Die nächste Europäische Kommission muss einen Plan dafür entwickeln, um diese Vision zu verwirklichen und Freiheit, Chancen und Wohlstand für alle wiederherzustellen, indem sie viel zu stark konzentrierte wirtschaftliche Macht beschränkt und neu verteilt. Mit unserem Manifest zeigen wir auf, wie Struktur und Befugnisse der Europäischen Kommission und des Europäischen Parlaments aussehen müssten, um diese Ziele zu erreichen. Ob diese Änderungen dann auch verwirklicht werden können, hängt entscheidend davon ab, wie das EU-Parlament künftig zusammengesetzt sein wird. Im Juni haben wir die Wahl.

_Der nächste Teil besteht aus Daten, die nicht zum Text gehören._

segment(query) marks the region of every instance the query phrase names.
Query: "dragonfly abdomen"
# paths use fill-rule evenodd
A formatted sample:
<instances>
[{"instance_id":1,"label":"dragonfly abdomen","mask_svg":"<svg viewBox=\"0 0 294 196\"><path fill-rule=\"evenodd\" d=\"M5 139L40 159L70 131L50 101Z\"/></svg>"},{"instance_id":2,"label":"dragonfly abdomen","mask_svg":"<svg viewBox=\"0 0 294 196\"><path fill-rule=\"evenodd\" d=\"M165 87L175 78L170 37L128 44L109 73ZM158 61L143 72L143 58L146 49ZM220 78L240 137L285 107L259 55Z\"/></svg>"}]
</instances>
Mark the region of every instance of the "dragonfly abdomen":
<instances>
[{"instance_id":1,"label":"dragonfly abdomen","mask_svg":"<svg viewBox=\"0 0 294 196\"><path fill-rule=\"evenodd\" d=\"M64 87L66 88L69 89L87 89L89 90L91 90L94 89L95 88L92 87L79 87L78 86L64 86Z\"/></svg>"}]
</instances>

Ulrich Müller ist Mitgründer und Vorstand von Rebalance Now. Die Organisation tritt dafür ein, die Monopolisierung der Wirtschaft zurückzudrängen und die Macht großer Unternehmen zu beschränken.
Matthias Spielkamp ist Mitgründer und Geschäftsführer von Algorithmwatch. Die Organisation setzt sich dafür ein, dass Algorithmen und Künstliche Intelligenz (KI) Gerechtigkeit, Demokratie und Nachhaltigkeit stärken, statt sie zu schwächen.